Guardando distrattamente la trasmissione “di Martedì”, ho intravisto un personaggio sospetto alle spalle del premier. All’inizio ho creduto a una semplice somiglianza. Poi, alla terza inquadratura, ho sciolto la riserva: era Rocco Casalino, il gran visir di tutta la comunicazione del Movimento Cinque Stelle.

Rocco Casalino?

Subito, allora, Robert Proctor , con la sua “agnotologia” (dal greco “àgnosis”, “non conoscenza” , “scienza dell’ignoranza collettiva culturalmente indotta”), mi si è impresso nel cervello.

Vessilliferi di tale neologismo sono, uno per tutti, Beppe Grillo che quattro anni fa, a proposito del progetto de La Gronda da costruire in sostituzione del Ponte Morandi poi caduto rovinosamente, sbraitò:<Il ponte reggerà ancora cent’anni, inutile sprecare miliardi per La Gronda!>; ma anche il veemente Lorenza Fontana (Lega Nord) che, interrogato sui vaccini obbligatori, rispondeva che “dieci vaccini, mi sembrano troppi.”

Ora, invero, la domanda è: che competenza avevano, rispettivamente, un comico-politico (!) come Grillo per prevedere la durata di un ponte, e un ministro per la famiglia e le disabilità (laureato in scienze politiche!), per discettare sul numero esatto dei vaccini da inoculare?

Risposta semplice semplice: nessuna. In altri termini, siamo sommersi da opinioni su questioni tecnico-scientifiche da parte di chi, di quelle questioni, non ne sa nulla o ne sa solo per sentito dire.

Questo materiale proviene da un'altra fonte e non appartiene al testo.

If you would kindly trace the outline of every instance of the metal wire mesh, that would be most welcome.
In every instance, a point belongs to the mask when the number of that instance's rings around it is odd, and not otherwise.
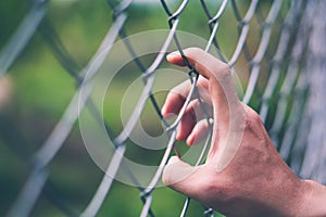
[[[128,15],[128,10],[134,2],[131,0],[108,1],[111,8],[112,25],[103,37],[101,46],[85,67],[80,67],[76,64],[63,46],[51,21],[46,17],[49,1],[36,0],[33,2],[29,12],[22,20],[21,25],[1,50],[0,76],[2,77],[15,63],[20,53],[28,44],[29,39],[33,38],[38,30],[62,67],[75,79],[77,88],[51,133],[47,136],[42,145],[33,154],[30,174],[22,186],[16,200],[9,208],[9,216],[30,215],[41,193],[67,216],[96,216],[102,207],[104,200],[110,197],[110,190],[114,188],[112,186],[114,176],[117,170],[123,167],[122,159],[127,150],[126,140],[131,133],[136,122],[140,118],[141,112],[148,101],[151,102],[164,124],[165,131],[170,137],[168,143],[160,159],[158,170],[148,186],[139,184],[133,171],[128,170],[126,166],[124,166],[124,169],[140,192],[139,197],[143,205],[139,215],[154,216],[155,210],[152,209],[154,197],[152,193],[155,190],[168,157],[172,153],[178,154],[175,148],[176,128],[190,99],[198,98],[196,84],[199,79],[198,73],[195,72],[190,64],[187,64],[189,68],[189,79],[192,84],[191,91],[187,95],[181,112],[175,122],[172,124],[166,122],[162,117],[161,108],[155,97],[152,94],[153,84],[160,82],[160,80],[155,80],[154,76],[156,69],[160,68],[160,64],[163,62],[167,48],[172,43],[175,43],[179,52],[183,53],[183,41],[178,38],[177,29],[180,26],[179,22],[183,20],[183,13],[185,13],[189,4],[193,2],[184,0],[173,4],[161,0],[160,3],[162,5],[161,10],[164,10],[167,18],[167,22],[162,22],[166,23],[166,27],[170,28],[170,34],[162,44],[161,51],[149,67],[137,56],[137,50],[134,46],[128,40],[124,40],[126,49],[142,73],[142,93],[138,99],[133,115],[121,133],[116,136],[113,132],[114,126],[105,124],[106,132],[113,140],[115,146],[115,152],[110,158],[110,164],[105,171],[105,174],[110,174],[111,176],[105,176],[104,174],[96,192],[91,199],[89,199],[89,203],[83,210],[75,212],[68,204],[64,203],[64,199],[60,196],[60,193],[58,193],[55,187],[53,187],[52,181],[49,179],[49,175],[51,174],[49,166],[66,142],[67,137],[72,132],[84,108],[89,110],[96,120],[101,118],[100,111],[97,110],[90,98],[93,84],[91,79],[86,79],[86,72],[88,72],[88,76],[95,76],[103,64],[103,61],[96,61],[96,58],[100,53],[104,53],[105,56],[109,55],[110,49],[108,50],[106,48],[110,48],[118,37],[126,39],[128,29],[125,24],[128,20],[133,18]],[[303,120],[301,117],[303,116],[303,107],[305,106],[306,91],[309,88],[306,73],[302,71],[310,37],[309,31],[306,31],[309,26],[302,25],[301,23],[305,12],[306,1],[274,0],[263,3],[263,1],[260,0],[246,2],[236,0],[201,0],[200,3],[202,9],[198,9],[198,13],[203,13],[203,18],[208,23],[208,44],[205,51],[209,52],[216,48],[216,56],[227,62],[230,67],[237,68],[237,65],[241,65],[241,67],[242,65],[247,66],[242,67],[242,72],[240,72],[248,76],[242,101],[243,103],[251,104],[259,111],[281,156],[299,175],[303,157],[298,156],[302,156],[304,146],[296,146],[294,144],[298,138],[302,136],[300,131],[304,131],[304,127],[302,126],[305,124],[302,124]],[[231,29],[234,33],[237,33],[237,36],[233,36],[237,38],[237,40],[233,41],[233,44],[221,43],[220,33],[224,31],[221,20],[225,17],[234,18],[234,22],[230,22],[229,25],[233,25]],[[255,36],[251,37],[252,34]],[[227,46],[234,48],[229,54],[224,52],[224,48]],[[187,63],[186,59],[185,62]],[[246,64],[243,64],[243,62],[246,62]],[[265,81],[260,79],[260,77],[264,77]],[[84,90],[80,98],[82,84],[84,85]],[[293,95],[293,98],[290,98],[291,95]],[[205,113],[205,118],[210,126],[210,133],[196,163],[197,165],[204,161],[206,148],[211,139],[211,117],[208,113]],[[101,123],[101,120],[99,120],[99,123]],[[23,149],[20,145],[16,146],[16,152]],[[296,156],[293,153],[296,153]],[[23,158],[28,161],[28,156],[23,156]],[[190,200],[187,199],[184,208],[175,210],[175,213],[185,216],[188,210],[189,202]],[[206,208],[203,215],[213,216],[214,212]]]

Ed eccoci a Rocco Casalino.

Per carità, non ho nulla contro il concorrente evanescente del Grande Fratello edizione 2000, avverso il portavoce di Conte (!) che ha il compito di convincere, con le buone o con le cattive, i conduttori a trattare con il guanto di velluto gli ospiti spediti in studio (in caso contrario, il rischio di andare in onda senza i politici che fanno share, è una certezza); non ce l’ho con  il giovane ingegnere beccato a “fare spin” a favore del Movimento persino durante i funerali delle vittime del crollo del Ponte Morandi o con il gaudente vacanziere del “Ho diritto a farmi due giorni, già mi è saltato Ferragostomentre a Genova si consumava la tragedia. Né, beninteso, ho intenzione di scagliarmi contro il portavoce del premier che afferma come i giornali non contino più nulla (“Le nostre pagine raggiungono 10 milioni di spettatori. La gente non vuole leggere le notizie, le vuole vedere”) o, infine, avverso il brillante conferenziere che confessa candidamente come anziani, bambini e down gli facciano schifo.

No, davvero, non ce l’ho con Rocco Casalino.

Ce l’ho, se proprio devo avercela con qualcuno o qualcosa, con la summenzionata agnotologia che non solo c’ha propinato Conte (Giuseppe e non Paolo) come premier, ma anche Casalino e Dettori come “ministri della propaganda”, Salvini come Ministro dell’Interno, Di Maio come Ministro del Lavoro, etc, etc.

Nel saggio “La conoscenza e i suoi nemici” di Tom Nichols, a un certo punto si legge che “la legittimazione dell’incompetenza è un pericolo per la democrazia.”

Nossignore, non voglio parlare di Conte (Giuseppe) e nemmeno di Rocco Casalino.

Ce l’ho con ‘sta sfaccimma di agnotologia, ecco con chi ce l’ho.